The by no means unsubstantial stage at the Metro was still technically empty, but exceedingly full with banners and music stands marking out the positions of Melbourne Ska Orchestra’s eighteen piece horn section. With the seven or eight other musicians who would join them, this stage would soon be brimming with a sea of high energy Ska. These guys are the business!

Support act AuSkas delivered a decent set with some highlights being their cover of the Stones “Paint It Black” and what I think was their own “Hip Hip Hooray”. Founder Marty Fabok is of course no stranger to Ska having already experienced success with the Allnighters as well as the Igniters. AuSkas sound resembles early Two-Tone and with a five-member line-up and rather more limited instrumentation compared to the orchestra that would follow, their sound added a nice, gritty contrast to the evening.

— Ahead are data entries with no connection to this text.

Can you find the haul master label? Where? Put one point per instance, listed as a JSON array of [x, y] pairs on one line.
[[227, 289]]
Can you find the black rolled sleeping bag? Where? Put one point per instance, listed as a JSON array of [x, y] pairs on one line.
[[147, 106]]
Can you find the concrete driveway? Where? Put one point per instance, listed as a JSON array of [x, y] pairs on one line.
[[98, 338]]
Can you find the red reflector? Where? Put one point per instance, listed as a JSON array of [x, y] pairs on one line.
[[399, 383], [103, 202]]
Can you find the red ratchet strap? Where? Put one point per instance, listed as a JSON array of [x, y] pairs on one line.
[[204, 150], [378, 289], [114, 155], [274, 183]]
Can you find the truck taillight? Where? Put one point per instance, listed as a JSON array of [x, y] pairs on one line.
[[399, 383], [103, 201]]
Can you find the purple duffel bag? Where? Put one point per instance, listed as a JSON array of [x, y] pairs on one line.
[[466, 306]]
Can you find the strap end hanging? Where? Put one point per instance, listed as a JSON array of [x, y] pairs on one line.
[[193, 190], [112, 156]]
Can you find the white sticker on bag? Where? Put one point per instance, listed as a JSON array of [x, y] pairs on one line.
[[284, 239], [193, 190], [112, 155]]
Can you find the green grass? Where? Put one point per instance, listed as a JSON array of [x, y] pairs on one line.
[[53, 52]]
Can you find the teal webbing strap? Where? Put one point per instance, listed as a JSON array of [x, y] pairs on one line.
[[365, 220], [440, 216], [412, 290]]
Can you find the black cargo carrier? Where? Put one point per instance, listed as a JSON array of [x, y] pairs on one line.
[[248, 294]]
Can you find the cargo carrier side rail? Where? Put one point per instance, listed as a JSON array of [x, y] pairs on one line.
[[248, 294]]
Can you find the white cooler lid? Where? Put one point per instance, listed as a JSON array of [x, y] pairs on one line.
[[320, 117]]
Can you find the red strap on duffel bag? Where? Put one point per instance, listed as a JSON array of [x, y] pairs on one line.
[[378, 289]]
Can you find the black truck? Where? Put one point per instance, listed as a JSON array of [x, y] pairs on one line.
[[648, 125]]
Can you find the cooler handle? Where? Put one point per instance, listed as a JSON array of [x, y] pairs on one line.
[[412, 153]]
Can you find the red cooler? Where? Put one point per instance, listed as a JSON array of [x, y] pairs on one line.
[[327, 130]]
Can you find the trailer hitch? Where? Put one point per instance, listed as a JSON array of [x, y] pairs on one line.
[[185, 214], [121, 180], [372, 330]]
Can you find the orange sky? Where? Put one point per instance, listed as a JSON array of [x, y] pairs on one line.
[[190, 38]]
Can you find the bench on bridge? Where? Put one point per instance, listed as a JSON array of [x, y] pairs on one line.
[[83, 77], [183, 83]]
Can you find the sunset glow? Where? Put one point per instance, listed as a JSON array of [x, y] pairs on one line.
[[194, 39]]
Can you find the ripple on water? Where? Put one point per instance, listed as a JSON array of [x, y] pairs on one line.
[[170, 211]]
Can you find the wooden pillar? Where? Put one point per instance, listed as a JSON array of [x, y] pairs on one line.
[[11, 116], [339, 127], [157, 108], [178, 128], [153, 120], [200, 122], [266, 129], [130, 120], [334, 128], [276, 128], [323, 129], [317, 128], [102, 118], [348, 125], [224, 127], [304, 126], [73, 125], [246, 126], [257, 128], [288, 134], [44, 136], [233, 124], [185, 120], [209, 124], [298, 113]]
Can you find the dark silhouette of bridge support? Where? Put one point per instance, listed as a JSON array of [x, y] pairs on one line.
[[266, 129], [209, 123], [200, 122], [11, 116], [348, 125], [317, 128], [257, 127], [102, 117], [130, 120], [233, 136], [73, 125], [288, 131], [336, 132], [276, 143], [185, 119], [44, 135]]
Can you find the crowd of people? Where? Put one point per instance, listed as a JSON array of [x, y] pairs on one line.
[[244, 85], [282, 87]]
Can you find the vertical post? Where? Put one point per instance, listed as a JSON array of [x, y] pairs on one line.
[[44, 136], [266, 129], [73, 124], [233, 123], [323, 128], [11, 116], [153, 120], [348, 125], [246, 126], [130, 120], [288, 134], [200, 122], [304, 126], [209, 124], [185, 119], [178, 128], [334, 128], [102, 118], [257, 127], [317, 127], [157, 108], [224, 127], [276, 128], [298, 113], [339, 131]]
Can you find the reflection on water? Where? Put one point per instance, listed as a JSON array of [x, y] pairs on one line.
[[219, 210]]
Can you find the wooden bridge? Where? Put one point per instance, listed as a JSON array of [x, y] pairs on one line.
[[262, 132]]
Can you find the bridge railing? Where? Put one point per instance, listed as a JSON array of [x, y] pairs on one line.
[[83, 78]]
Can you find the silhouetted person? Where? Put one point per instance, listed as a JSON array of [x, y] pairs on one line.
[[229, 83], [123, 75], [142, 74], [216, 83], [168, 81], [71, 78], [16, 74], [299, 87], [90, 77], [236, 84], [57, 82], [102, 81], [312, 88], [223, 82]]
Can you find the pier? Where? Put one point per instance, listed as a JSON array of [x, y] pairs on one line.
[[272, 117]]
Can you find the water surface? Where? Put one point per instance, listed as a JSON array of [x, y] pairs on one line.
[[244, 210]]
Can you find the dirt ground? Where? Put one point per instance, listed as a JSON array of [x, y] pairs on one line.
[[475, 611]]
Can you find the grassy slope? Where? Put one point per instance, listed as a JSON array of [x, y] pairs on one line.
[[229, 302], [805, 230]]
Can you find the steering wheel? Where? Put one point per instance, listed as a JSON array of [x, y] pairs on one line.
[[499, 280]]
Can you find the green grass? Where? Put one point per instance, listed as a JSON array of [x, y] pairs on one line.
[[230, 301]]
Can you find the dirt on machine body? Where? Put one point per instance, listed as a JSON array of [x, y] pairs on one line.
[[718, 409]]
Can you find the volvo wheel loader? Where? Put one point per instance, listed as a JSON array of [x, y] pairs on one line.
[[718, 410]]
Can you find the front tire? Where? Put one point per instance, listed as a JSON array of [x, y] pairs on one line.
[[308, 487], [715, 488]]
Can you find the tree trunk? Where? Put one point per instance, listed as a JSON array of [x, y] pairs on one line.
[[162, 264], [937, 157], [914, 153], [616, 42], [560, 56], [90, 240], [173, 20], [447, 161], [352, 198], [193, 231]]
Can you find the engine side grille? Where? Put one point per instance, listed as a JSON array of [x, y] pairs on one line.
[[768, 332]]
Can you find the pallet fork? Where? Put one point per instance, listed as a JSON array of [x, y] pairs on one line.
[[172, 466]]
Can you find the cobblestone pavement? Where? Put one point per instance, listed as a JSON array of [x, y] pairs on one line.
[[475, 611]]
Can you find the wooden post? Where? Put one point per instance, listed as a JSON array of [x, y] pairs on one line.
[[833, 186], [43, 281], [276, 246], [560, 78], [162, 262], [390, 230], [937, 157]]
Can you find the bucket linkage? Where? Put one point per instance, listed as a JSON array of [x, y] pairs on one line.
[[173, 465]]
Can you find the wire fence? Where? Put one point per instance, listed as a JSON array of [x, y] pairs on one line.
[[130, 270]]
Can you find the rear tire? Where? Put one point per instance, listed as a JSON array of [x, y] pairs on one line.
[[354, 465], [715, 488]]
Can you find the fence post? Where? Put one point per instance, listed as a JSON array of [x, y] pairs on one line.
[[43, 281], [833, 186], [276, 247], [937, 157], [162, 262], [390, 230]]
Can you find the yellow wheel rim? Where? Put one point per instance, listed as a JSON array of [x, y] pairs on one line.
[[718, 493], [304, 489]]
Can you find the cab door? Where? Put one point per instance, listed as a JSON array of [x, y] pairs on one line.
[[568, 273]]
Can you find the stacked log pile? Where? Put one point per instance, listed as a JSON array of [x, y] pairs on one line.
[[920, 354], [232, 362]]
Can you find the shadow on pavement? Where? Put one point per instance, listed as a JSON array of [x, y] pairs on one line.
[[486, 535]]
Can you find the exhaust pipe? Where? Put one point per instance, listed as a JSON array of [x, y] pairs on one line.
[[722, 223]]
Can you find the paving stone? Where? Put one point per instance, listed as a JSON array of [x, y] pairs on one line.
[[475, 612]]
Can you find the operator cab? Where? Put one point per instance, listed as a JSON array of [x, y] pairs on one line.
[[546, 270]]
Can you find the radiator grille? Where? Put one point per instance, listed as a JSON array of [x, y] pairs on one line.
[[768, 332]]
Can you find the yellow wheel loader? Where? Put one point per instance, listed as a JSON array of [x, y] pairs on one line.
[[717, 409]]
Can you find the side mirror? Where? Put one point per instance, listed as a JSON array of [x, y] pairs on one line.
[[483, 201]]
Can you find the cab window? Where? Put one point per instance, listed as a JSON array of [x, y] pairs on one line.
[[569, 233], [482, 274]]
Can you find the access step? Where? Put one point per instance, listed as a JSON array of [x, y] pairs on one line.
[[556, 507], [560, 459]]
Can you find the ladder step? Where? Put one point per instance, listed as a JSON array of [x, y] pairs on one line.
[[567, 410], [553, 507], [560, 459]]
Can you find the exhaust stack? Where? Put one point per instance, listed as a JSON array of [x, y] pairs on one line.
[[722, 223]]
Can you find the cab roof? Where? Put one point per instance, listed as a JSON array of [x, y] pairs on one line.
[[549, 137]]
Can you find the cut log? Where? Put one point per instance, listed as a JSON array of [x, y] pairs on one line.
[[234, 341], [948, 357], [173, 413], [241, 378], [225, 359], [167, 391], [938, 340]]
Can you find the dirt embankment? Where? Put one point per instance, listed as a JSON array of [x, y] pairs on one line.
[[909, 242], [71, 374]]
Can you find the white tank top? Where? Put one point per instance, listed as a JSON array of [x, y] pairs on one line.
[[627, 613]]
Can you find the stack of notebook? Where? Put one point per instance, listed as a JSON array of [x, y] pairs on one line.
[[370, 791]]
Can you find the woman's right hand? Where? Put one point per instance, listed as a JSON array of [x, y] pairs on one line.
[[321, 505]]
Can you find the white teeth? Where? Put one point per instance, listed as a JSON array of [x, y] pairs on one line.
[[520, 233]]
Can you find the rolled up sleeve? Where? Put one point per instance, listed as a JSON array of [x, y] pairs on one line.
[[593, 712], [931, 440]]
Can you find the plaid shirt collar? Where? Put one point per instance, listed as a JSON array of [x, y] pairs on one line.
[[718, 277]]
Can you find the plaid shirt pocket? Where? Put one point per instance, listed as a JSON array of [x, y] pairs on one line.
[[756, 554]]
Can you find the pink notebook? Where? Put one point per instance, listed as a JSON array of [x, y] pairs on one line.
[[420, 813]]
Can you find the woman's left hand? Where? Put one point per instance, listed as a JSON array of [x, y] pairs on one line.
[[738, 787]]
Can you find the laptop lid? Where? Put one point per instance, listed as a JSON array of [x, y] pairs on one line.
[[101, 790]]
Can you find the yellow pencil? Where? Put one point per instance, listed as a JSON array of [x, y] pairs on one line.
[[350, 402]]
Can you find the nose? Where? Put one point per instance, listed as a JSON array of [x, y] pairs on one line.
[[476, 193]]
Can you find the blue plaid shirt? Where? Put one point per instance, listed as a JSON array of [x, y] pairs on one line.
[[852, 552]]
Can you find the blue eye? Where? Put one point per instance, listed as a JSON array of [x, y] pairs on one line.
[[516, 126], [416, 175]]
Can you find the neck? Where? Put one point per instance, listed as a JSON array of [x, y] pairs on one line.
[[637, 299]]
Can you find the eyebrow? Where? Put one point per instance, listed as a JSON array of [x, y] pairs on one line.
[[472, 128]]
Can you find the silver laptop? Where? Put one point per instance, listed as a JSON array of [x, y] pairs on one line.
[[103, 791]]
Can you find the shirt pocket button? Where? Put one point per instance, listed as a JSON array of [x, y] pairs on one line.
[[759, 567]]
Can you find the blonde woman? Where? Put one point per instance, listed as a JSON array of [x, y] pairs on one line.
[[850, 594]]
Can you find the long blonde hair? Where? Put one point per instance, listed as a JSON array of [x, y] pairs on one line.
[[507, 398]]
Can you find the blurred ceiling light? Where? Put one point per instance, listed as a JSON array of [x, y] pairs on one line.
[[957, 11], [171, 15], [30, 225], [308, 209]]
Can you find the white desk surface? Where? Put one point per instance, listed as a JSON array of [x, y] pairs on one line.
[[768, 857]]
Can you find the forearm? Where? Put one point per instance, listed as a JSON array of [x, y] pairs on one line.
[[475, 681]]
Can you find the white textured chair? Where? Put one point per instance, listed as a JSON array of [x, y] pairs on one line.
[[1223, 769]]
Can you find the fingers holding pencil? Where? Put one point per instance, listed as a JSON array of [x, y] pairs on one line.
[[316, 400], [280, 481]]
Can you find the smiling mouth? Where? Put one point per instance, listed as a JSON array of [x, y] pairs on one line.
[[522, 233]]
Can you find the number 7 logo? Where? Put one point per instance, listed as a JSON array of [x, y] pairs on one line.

Once the support act finished I kept wondering how Melbourne Ska Orchestra were going to fit on the stage. Let’s just say they did … barely. As the rest of the band took up their positions the horn section played in unison as they ambled out on to the stage. Spontaneously, founder and conductor Nicky Bomba let out a rapturous “one, two, three, four” and it was on for young and old. Second in, the “Get Smart” theme saw heartfelt felicity develop in the crowd. The original “Lygon Street Meltdown” likewise saw some serious dancing to reward the band’s efforts. I keep saying that Ska audiences are some of the craziest (and possibly the most volatile) out there and Friday night certainly saw a highly spirited bunch in attendance, but nothing quite as insane as say a Porkers gig circa 1997. Nonetheless, the sheer amount of manic movement and spirited skanking evident at the show simply proves the power of Ska and Reggae. There’s something in the music that makes people move without thinking, seemingly hypnotized.

Of course, the show had to pay tribute to the classics and what other song incorporates the spirit of Ska and Rocksteady better than Dandy Livingston’s “A Message To You, Rudy”. I’ve even heard the Specials play this live which was a treat, but there’s something divine about hearing it with the extensive horn section of Melbourne Ska Orchestra’s touring machine. I don’t want to rave too much, but it really is something rather special to see such a huge band come perfectly together and absolutely nail this style of music. I was a little bit tired to get up there and boogie, though soon enough I found my head bopping energetically. Quite simply, it’s infectious. Is this becoming a rave review?

Practically all the material from MSO’s recent self-titled release was covered on the night. “Papa’s Got A Brand New Ska”, a reinterpretation of a James Brown classic sounded particularly full along with my favourite “Paradiso”, which came a little later. At one stage there was even a quintessential Nicky Bomba drum solo, where the bandleader showcased his first love.

Nearing the end of what I think was close to a two hour set, there was still time for “The Best Things In Life Are Free” before a positively dance inducing version of Madness’ “Night Boat To Cairo”. Didn't I feel sleepy earlier? That’s right, it’s infectious.